The History of Grace Bible Church, Portland

Here is a very brief summary of our church’s history that I delivered before a Sunday sermon.  A (very) brief history of Grace Bible Church

For the full version (and probably more accurate!), read on…

Grace Bible Church of Portland, Oregon, (formerly First Evangelical & Reformed Church, “First Church”) was born on September 26, 1874, under the leadership of the Rev. John Gantenbein of Philadelphia, PA.  Rev.

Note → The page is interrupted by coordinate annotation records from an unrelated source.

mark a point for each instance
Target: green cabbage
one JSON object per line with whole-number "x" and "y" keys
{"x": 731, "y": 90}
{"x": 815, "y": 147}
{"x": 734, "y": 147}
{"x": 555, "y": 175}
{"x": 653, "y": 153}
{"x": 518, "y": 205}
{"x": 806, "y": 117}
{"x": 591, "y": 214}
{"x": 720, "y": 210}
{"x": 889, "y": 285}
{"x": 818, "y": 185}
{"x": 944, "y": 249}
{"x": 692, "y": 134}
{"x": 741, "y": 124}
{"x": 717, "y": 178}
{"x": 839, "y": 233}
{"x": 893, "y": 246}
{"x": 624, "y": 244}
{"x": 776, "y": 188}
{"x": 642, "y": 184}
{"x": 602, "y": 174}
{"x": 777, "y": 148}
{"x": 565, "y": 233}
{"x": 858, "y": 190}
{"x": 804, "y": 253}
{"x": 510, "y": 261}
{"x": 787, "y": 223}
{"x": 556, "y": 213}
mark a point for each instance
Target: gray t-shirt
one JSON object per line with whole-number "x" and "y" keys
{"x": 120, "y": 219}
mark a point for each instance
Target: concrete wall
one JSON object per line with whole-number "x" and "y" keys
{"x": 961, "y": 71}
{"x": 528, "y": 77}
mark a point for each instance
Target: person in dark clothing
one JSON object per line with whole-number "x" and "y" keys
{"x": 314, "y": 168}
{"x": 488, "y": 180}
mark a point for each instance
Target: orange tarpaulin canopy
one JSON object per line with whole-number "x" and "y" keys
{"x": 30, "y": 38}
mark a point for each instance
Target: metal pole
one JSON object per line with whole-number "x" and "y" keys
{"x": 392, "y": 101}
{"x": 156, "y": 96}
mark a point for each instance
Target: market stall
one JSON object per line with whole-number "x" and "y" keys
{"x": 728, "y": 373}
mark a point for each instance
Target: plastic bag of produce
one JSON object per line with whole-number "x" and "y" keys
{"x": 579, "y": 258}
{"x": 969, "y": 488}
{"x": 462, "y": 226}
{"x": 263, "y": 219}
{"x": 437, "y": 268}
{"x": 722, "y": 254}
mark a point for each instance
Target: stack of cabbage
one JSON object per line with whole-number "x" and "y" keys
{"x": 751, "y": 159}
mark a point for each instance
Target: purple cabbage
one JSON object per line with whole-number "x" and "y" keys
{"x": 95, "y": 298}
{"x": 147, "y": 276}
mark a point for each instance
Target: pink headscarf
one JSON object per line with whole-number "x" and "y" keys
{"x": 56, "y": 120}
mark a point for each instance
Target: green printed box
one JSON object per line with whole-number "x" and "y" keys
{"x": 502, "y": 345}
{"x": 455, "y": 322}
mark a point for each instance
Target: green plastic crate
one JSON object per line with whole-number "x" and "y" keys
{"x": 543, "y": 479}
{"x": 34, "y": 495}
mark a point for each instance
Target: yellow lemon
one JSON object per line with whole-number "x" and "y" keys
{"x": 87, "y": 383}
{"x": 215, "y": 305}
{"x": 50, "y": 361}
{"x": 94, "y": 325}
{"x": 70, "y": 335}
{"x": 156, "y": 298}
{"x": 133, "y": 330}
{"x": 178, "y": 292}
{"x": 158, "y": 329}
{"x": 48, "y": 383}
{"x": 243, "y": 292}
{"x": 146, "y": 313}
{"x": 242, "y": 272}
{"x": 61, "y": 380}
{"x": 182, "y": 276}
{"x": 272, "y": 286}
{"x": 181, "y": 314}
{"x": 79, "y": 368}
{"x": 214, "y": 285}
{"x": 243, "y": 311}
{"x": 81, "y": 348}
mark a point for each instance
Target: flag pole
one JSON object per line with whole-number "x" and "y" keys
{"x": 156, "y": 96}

Gantenbein was commissioned by the Tri-Synodic Board of Home Missions to establish a Christian ministry for the many German speaking immigrants from Germany and Switzerland who had settled in the State of Oregon.  With 25 charter members, the church was formally organized into a congregation on September 26, 1874.  Services were held for four months in a rented hall at 5th Avenue and Taylor Street in West Portland.  In January, 1875, the congregation moved to another rented hall located on Washington Street between 2nd and 3rd Avenues.  They continued to meet at this location while their new frame church building was constructed on property that the congregation had purchased on Southwest 10th Avenue and Stark Street.  The church was completed in 1877.  A parsonage was built adjacent to the church in 1881 at a cost of $3,000.  Five years later the church enjoyed a membership of 110 and had completely retired all of its financial debts.  Using the First Evangelical & Reformed Church as a base of operations, Pastor Gantenbein made many missionary journeys throughout the surrounding territory, ministering to the scattered people of the Reformed Faith.  Under his leadership the church became self-supporting in the fall of 1882.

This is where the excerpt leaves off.